According to information in the MPAA/PCA Collection at the AMPAS Library, an Italian-American organization in Jersey City, NJ, the 5th ward division of the John R. Longo Association, wrote to New Jersey's two U.S. senators in August 1950 to complain about the scene in the film in which an Italian-American player objects to Robinson playing on the team. Claiming that the film "smears and libels Americans of Italian extraction," the group in a resolution urged the senators to "launch an investigation to determine if a conspiracy exists in the movie industry to hold these decent Americans in such an unsavory light, and thereby perpetrating all phases of racial discrimination."
New Jersey Senator H. Alexander Smith then wrote to Senator Edwin C. Johnson, the Chairman of the Interstate and Foreign Commerce Committee: "As you have introduced legislation with regard to an investigation of the movie industry, I am wondering whether the legislation will cover the subject of this resolution." Senator Johnson subsequently wrote to Eric Johnston, president of the Motion Picture Association of America. Johnston had his New York office make a study of films released in the previous two years that contained depictions of Italians. He found that of 116 portrayals, 78 were sympathetic, 19 were unsympathetic and 19 were mixed or with no particular impact. Of the 50 prominent depictions among the 116, 34 were sympathetic, 11 unsympathetic and 5 mixed. Johnston then wrote to Senator Johnson that the same issue had been raised the previous year by the United Italian-American League of New York. At that time, Johnston supplied an editorial writer for the Italian-language newspaper, Il progresso, with information stating that motion picture producers routinely changed the names of unsympathetic Italian characters in plays and novels adapted for films and added sympathetic Italian characters where Italians originally had been cast as villains. Johnston wrote, "I've found from personal observation that Hollywood, in films dealing with different nationalities and groups, is guided by principles of fair play and justice, tolerance and understanding." Although he acknowledged the possibility of "errors and mistakes of judgment," he reiterated the Production Code provision dealing with the issue: "The history, institutions, prominent people and citizenry of all nations shall be represented fairly." Joseph I. Breen, director of the Hollywood PCA office, also denied that Italian Americans were "smeared" in The Jackie Robinson Story, noting that later in the film, there is a scene in which the Dodgers are led by the Italian-American player as they rush out of the dugout in support of Jackie after he is threatened by a member of the opposing team.

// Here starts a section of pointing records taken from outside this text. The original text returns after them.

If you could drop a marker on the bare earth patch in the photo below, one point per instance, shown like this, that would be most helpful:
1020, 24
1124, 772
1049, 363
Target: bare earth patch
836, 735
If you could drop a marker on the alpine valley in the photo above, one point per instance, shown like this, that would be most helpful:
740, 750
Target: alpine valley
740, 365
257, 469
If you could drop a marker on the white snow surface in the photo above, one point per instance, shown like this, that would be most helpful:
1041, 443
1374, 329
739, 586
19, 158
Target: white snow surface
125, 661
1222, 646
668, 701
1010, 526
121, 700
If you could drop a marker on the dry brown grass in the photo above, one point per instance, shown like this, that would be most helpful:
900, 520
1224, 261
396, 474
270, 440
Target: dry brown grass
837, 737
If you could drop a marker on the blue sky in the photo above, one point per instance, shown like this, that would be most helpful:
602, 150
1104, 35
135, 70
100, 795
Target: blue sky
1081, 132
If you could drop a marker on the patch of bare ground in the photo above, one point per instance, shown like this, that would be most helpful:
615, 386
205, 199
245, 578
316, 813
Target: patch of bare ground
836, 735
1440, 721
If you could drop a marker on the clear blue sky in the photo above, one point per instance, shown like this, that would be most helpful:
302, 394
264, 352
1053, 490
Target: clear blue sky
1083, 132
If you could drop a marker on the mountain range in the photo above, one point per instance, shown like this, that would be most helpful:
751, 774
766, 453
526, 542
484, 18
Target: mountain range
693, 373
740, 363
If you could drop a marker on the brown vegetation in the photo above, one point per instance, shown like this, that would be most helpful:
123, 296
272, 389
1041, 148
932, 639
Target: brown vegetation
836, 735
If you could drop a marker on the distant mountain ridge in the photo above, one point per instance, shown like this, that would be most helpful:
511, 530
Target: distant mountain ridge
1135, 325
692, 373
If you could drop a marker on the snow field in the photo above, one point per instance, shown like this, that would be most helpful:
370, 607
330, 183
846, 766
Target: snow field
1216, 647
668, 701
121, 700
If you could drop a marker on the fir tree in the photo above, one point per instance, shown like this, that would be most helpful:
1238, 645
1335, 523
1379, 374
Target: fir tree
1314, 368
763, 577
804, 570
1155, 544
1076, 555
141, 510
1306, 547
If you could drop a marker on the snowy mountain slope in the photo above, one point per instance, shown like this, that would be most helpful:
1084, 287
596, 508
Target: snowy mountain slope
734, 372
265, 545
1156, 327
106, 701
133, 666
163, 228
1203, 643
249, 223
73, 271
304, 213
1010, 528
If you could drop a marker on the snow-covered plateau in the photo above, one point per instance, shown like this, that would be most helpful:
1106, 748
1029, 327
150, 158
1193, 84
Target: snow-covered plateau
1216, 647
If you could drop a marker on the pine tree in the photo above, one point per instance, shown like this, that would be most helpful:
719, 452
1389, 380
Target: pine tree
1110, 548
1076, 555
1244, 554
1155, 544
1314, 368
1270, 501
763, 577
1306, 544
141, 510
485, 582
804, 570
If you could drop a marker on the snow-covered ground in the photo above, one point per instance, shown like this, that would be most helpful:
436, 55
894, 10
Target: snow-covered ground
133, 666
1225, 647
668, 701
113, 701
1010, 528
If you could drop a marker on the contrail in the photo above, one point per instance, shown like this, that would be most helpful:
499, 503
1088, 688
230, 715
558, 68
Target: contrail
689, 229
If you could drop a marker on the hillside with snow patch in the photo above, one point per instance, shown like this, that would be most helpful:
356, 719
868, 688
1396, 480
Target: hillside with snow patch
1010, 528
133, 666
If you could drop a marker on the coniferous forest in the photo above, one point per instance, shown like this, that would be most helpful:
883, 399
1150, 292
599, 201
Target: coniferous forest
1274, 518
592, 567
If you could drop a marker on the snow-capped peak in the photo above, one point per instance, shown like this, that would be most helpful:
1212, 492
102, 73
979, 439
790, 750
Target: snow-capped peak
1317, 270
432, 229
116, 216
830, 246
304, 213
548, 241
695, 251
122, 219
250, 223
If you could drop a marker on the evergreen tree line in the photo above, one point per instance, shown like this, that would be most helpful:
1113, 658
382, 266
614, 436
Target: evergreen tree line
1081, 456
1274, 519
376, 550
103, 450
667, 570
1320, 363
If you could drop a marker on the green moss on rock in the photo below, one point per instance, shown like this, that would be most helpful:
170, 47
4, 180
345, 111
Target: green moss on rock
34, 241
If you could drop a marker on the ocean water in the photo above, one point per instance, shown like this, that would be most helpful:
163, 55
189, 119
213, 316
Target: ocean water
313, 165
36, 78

Hollywood Reporter praised the film stating, "There is no attempt to minimize the racial angle; yet this is not the essence of The Jackie Robinson Story. It happens to be an account of a great athlete and what must be a greater gentleman. The film is choppy, episodic, and sometimes its low budget shows at the seams. But director Alfred E. Green and his star maintain a serene dignity throughout it all." Variety commented, "Robinson is a better baseballer than he is an actor, but still does rather well in a not too self-conscious portrayal of himself." Fortnight noted that the film "strives hard to be in line with the popular documentary technique of the moment." Hollywood Citizen-News criticized Robinson's performance and the film, stating "it strikes us more as a re-enactment of events rather than as a tremendous drama developing with all the psychological complexities mirrored before our eyes."